O Banco Central deverá divulgar uma nova carta aberta ao ministro da Fazenda, Fernando Haddad, em julho, após a inflação oficial ultrapassar o teto da meta por seis meses consecutivos até junho.
A divulgação do IPCA de junho, prevista para 10 de julho, confirmará o descumprimento da meta, estabelecendo a necessidade de explicações oficiais sobre causas e prazos para retorno aos limites.
Inflação acima do teto e impacto nas metas
O sistema de meta contínua de inflação, em vigor desde janeiro, estabelece que a inflação acumulada em 12 meses não pode ultrapassar o intervalo de 1,5% a 4,5%. Caso fique fora desse intervalo por seis meses seguidos, como previsto para junho, o Banco Central é obrigado a explicar publicamente os motivos do descumprimento.
Em maio, a inflação oficial acumulada em 12 meses chegou a 5,32%, acima do teto. Para junho, o mercado projeta IPCA de 0,27%, mantendo o índice acima de 5%. Segundo relatório do Banco Central, a expectativa é que o IPCA só volte ao intervalo das metas no primeiro trimestre de 2026.
Nos últimos quatro anos, houve estouro da meta em três deles: 2021, 2022 e 2024. Em 2024, o BC atribui o desvio à forte atividade econômica, desvalorização do real e extremos climáticos.
Conteúdo da carta aberta
A carta ao ministro Fernando Haddad, a ser divulgada em julho, deve detalhar as causas do descumprimento, as medidas para o retorno da inflação aos limites e o prazo esperado para a normalização. Caso a inflação não volte ao intervalo no prazo estipulado, novas cartas e notas serão necessárias.
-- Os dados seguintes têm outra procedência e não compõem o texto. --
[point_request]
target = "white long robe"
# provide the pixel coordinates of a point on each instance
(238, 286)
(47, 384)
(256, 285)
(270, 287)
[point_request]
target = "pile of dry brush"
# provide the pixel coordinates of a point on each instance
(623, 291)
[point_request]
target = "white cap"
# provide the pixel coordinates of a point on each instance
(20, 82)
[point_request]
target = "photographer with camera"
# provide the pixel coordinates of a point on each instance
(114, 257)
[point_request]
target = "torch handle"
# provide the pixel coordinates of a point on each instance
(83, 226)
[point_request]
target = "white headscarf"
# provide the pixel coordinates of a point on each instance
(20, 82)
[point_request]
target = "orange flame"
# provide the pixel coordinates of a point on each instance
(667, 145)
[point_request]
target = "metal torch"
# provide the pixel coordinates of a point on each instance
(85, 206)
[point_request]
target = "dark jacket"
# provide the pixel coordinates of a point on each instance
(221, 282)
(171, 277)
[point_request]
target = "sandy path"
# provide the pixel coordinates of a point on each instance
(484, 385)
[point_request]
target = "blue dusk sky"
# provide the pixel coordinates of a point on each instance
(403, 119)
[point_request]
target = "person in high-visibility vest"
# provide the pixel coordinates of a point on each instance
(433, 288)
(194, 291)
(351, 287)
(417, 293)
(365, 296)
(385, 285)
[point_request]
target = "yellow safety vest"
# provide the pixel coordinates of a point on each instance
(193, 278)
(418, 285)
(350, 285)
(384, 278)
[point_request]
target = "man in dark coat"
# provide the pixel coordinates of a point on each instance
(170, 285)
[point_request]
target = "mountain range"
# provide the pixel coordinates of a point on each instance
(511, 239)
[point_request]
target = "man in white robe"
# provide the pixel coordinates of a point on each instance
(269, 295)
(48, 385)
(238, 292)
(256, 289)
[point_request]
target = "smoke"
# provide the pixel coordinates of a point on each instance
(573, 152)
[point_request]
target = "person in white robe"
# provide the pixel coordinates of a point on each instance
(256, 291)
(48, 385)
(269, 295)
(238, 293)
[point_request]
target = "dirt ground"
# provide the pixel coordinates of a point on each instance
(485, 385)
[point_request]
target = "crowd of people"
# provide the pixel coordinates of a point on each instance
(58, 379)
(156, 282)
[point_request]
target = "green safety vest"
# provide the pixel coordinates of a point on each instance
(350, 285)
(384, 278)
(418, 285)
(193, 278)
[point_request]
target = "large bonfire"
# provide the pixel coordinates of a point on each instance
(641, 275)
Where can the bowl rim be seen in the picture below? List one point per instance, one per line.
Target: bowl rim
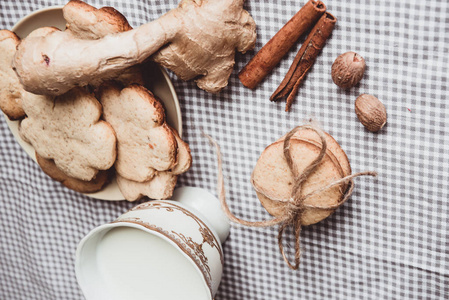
(29, 149)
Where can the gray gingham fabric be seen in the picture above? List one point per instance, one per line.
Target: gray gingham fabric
(389, 241)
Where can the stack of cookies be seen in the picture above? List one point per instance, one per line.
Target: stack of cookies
(82, 136)
(275, 180)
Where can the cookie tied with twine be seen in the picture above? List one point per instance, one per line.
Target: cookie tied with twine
(300, 179)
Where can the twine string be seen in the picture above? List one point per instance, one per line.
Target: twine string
(295, 206)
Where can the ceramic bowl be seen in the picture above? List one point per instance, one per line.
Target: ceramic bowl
(157, 250)
(162, 87)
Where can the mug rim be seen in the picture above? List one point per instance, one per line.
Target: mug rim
(154, 230)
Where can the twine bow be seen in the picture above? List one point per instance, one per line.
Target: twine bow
(295, 206)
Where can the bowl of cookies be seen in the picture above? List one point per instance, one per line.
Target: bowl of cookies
(113, 139)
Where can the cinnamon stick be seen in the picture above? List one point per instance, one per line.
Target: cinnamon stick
(304, 59)
(276, 48)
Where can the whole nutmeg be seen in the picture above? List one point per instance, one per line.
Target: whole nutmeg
(371, 112)
(348, 70)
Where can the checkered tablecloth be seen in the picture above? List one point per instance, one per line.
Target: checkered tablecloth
(389, 241)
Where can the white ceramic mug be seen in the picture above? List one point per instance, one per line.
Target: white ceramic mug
(157, 250)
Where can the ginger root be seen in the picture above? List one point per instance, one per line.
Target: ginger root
(197, 40)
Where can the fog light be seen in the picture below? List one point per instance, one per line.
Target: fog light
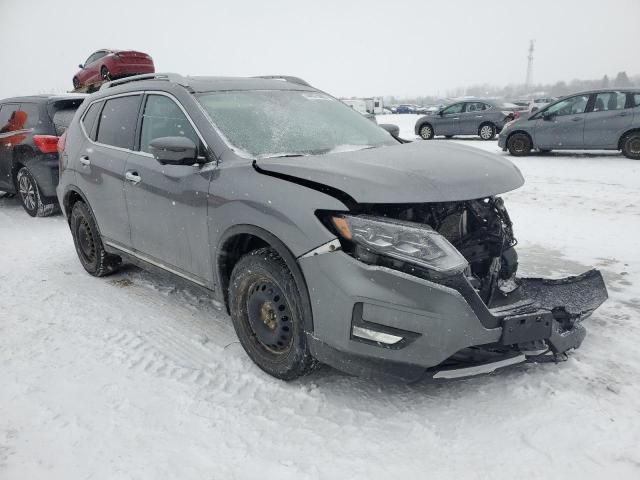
(373, 336)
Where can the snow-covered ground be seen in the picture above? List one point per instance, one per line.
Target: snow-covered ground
(136, 377)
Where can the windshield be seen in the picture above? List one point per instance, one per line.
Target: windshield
(271, 123)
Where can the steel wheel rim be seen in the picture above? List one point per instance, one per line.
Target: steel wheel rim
(86, 241)
(518, 145)
(27, 192)
(269, 317)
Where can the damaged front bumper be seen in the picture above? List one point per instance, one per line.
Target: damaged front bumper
(378, 322)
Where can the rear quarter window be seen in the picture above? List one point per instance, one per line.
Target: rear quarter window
(62, 119)
(118, 121)
(32, 111)
(89, 119)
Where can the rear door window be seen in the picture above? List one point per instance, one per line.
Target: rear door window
(32, 112)
(118, 121)
(456, 108)
(89, 119)
(609, 101)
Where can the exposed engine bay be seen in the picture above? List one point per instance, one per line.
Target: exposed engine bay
(480, 229)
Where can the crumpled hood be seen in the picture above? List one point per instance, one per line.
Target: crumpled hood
(417, 172)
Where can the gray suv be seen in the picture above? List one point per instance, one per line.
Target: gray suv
(328, 239)
(474, 117)
(602, 120)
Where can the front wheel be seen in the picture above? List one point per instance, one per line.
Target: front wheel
(487, 131)
(631, 146)
(519, 144)
(426, 132)
(88, 243)
(30, 196)
(267, 314)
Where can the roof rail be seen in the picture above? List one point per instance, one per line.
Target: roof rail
(169, 77)
(286, 78)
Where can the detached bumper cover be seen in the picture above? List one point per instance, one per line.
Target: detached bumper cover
(443, 321)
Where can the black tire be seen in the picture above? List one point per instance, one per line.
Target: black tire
(631, 145)
(487, 131)
(89, 247)
(30, 198)
(426, 131)
(519, 145)
(105, 75)
(267, 314)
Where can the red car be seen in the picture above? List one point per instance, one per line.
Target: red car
(105, 65)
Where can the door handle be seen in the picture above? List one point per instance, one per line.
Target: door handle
(133, 177)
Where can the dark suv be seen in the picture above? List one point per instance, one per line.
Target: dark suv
(29, 132)
(327, 238)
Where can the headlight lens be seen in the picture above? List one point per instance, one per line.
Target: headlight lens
(412, 242)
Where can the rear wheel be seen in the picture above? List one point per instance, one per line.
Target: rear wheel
(426, 132)
(631, 146)
(266, 310)
(32, 201)
(88, 243)
(487, 131)
(519, 144)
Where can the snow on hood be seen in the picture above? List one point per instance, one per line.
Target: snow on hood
(433, 171)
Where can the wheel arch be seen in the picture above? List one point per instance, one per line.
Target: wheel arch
(623, 136)
(421, 124)
(239, 240)
(73, 194)
(511, 134)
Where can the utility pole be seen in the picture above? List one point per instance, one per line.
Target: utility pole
(529, 80)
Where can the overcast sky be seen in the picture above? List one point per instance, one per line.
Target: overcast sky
(348, 48)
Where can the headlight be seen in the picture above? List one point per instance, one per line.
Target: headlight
(413, 242)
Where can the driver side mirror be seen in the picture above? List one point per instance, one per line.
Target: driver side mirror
(174, 150)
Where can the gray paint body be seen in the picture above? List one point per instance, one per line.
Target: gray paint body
(589, 130)
(465, 122)
(178, 217)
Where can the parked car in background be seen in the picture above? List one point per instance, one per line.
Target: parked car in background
(29, 131)
(471, 117)
(606, 119)
(105, 65)
(405, 108)
(327, 239)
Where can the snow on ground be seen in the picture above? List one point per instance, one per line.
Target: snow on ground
(136, 377)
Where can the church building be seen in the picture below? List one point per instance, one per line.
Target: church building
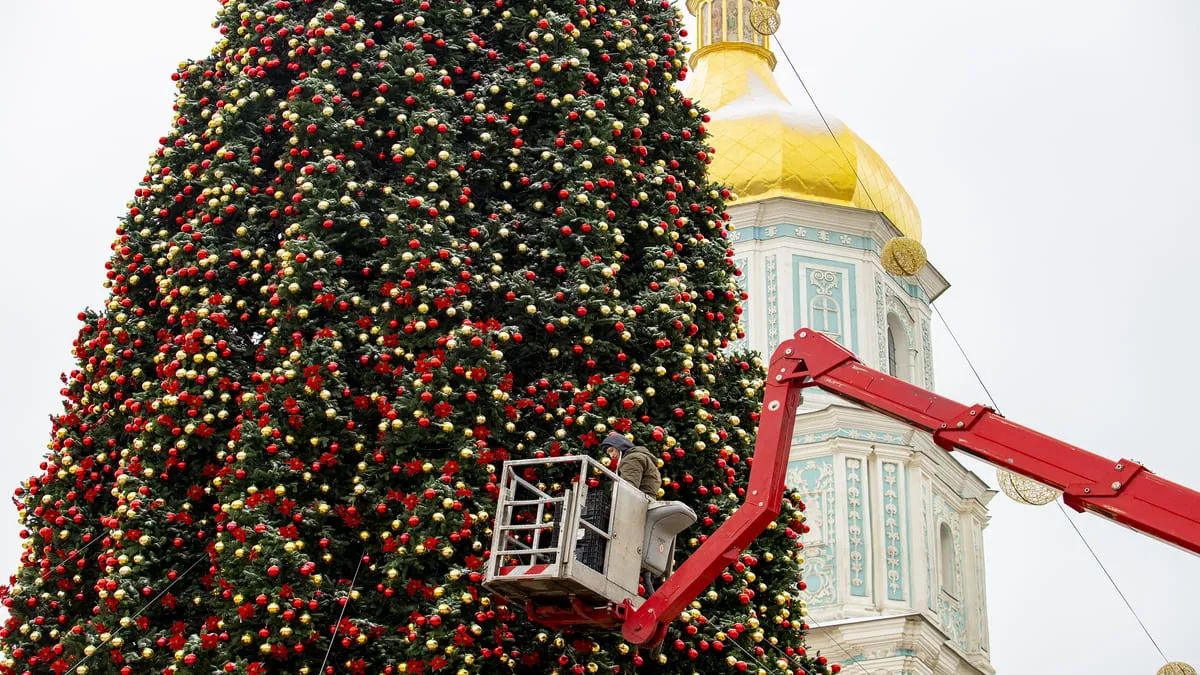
(894, 561)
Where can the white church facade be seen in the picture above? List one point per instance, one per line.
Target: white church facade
(894, 559)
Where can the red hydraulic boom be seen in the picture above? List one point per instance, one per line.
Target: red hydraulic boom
(1121, 490)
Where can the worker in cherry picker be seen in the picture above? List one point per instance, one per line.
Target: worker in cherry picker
(635, 464)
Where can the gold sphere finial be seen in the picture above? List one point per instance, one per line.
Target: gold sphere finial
(763, 18)
(904, 256)
(1024, 490)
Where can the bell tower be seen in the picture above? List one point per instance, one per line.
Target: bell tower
(894, 560)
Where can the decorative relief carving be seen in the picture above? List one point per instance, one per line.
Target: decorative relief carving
(772, 304)
(814, 478)
(743, 284)
(881, 323)
(927, 353)
(856, 521)
(825, 282)
(893, 530)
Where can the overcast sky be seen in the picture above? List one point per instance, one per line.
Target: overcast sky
(1050, 145)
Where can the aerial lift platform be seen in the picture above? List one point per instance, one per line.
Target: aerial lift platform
(571, 538)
Juros altos e desaceleração econômica
Para conter a inflação, o Banco Central elevou a taxa básica de juros para 15% ao ano em junho, maior nível em 20 anos e a segunda maior taxa real do mundo. O principal instrumento do BC para controlar a inflação é a Selic, definida com base nas projeções futuras de preços.
O impacto da alta dos juros na economia demora de seis a 18 meses para ser sentido. Atualmente, o BC já mira a meta de inflação para o segundo semestre de 2026. As projeções do mercado para os próximos anos indicam inflação acima da meta central de 3%: 5,24% em 2025, 4,5% em 2026, 4% em 2027 e 3,83% em 2028.
O Banco Central afirma que a desaceleração do crescimento econômico faz parte da estratégia para conter a inflação. Na ata da última reunião do Copom, o BC destacou que os juros permanecerão altos por um período prolongado para garantir a convergência da inflação à meta, mesmo com impacto na geração de empregos.